Sportpolitik
Hockeyclub Speyer kann Kunstrasen bauen und Flutlicht sanieren
Die Sportfördermittel 2025 für die Vereine betragen 165.000 Euro. Schul- und Sportamtsleiter Christian Seitleben kündigte an, dass das auch 2026 so bleibt: „Nach aktuellem Stand.“ Stadtsportverbandsvorsitzender Jürgen Kief redete angesichts der erst in letzter Sekunde geretteten Gelder den Stadträten ins Gewissen, den Haushalt, der ursprünglich drastische Kürzungen vorsah, auch zu lesen.
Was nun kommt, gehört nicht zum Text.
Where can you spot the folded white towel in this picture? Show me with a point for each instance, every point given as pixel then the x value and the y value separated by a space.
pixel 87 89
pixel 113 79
Der Hockeyclub kann seinen Kunstrasen erneuern und das Flutlicht sanieren. Der Ausschuss setzte die Maßnahme auf Platz eins der Prioritätenliste für den Goldenen Plan des Landes. Beisitzer Timo Breuer vom Club bezifferte die Gesamtkosten auf 291.000 Euro. Nun können 20.000 Euro von der Stadt fließen, 50 Prozent vom Land. Der Eigenanteil beträgt 81.000 Euro. Die neuen Lampen führten zu Einsparungen von 51 Prozent.
Nacht des Sports
Die Einweihung plant der HC im Jahr seines 100-jährigen Bestehens nach den Sommerferien. Zum Jubiläum bemühen sich die Blau-Weißen auch um die Ausrichtung einer deutschen Hallenmeisterschaft. Die Vereinsvertreter betonten, ihr Gelände auch schon den TSV-Frisbeespielern, Schulen und Fußballern zur Verfügung gestellt zu haben.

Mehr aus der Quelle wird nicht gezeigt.